Participação social amplia legitimidade da estratégia
Um dos diferenciais da ENCTI foi seu processo de elaboração. O documento nasceu das discussões da 5ª Conferência Nacional de Ciência, Tecnologia e Inovação, que mobilizou mais de 100 mil participantes entre pesquisadores, empresários, estudantes, gestores públicos e representantes da sociedade civil. Posteriormente, o texto foi submetido à consulta pública por meio da plataforma Brasil Participativo antes de receber a aprovação do Conselho Nacional de Ciência e Tecnologia (CCT).
Esse processo colaborativo buscou construir uma agenda capaz de refletir diferentes demandas do sistema científico nacional e fortalecer o planejamento de longo prazo.
Ao substituir a portaria que havia criado o grupo responsável pela elaboração da própria estratégia, a nova norma inaugura uma etapa voltada à implementação.

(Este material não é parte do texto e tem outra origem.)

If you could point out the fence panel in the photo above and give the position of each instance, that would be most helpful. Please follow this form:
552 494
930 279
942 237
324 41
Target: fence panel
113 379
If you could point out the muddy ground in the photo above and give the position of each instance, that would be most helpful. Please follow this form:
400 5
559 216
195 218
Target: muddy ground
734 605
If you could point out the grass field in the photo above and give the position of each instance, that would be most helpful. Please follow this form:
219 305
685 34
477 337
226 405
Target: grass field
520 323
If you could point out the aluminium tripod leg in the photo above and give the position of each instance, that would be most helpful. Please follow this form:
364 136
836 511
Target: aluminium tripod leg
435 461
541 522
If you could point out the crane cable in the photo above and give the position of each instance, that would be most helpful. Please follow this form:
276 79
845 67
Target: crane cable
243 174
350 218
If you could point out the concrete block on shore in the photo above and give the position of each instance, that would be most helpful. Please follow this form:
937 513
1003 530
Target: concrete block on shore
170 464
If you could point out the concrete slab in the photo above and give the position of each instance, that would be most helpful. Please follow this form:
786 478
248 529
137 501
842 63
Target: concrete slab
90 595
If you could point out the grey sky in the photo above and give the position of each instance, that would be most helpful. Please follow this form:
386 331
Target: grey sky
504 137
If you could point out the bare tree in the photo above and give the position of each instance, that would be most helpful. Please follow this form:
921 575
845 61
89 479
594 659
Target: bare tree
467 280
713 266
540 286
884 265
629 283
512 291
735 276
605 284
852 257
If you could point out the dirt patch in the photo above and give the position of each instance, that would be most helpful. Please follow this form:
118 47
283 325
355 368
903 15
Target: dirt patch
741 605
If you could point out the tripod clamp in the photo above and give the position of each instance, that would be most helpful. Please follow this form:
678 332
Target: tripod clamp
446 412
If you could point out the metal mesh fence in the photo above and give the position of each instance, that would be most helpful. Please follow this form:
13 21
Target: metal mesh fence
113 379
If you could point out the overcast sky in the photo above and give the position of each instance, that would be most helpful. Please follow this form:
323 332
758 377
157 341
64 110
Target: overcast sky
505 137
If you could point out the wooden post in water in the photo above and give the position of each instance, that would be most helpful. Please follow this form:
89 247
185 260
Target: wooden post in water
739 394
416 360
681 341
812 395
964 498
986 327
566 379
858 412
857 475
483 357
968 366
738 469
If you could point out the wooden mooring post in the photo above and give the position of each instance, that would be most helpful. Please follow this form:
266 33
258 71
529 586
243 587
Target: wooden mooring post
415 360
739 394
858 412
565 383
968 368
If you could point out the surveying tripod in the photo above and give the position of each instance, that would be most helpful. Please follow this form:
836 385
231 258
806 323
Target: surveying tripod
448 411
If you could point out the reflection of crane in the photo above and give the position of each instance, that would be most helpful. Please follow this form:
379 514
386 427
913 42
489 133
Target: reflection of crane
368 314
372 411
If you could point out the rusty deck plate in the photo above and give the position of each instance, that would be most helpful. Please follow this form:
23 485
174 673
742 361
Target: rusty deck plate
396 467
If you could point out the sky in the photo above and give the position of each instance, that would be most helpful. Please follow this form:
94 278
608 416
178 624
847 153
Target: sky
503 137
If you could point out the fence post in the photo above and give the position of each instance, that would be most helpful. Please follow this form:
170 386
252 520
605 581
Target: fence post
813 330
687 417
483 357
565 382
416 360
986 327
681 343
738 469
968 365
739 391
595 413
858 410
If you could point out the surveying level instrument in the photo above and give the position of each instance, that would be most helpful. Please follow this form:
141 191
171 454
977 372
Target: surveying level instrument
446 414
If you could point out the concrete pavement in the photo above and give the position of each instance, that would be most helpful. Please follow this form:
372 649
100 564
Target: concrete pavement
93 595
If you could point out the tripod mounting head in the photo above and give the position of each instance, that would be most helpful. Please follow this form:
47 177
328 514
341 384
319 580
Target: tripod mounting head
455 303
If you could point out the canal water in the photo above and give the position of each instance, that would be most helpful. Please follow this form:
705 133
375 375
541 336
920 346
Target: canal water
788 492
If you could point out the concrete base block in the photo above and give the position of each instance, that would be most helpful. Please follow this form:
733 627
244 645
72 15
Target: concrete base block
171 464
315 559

O desafio agora deixa de ser formular diretrizes e passa a consistir em garantir financiamento estável, coordenação institucional e capacidade de execução para que a meta de elevar os investimentos em pesquisa e inovação a 2% do PIB se traduza em ganhos concretos de produtividade, soberania tecnológica e desenvolvimento sustentável. Se bem executada, a ENCTI poderá consolidar uma política científica de Estado, capaz de posicionar o Brasil de forma mais competitiva na economia do conhecimento durante a próxima década.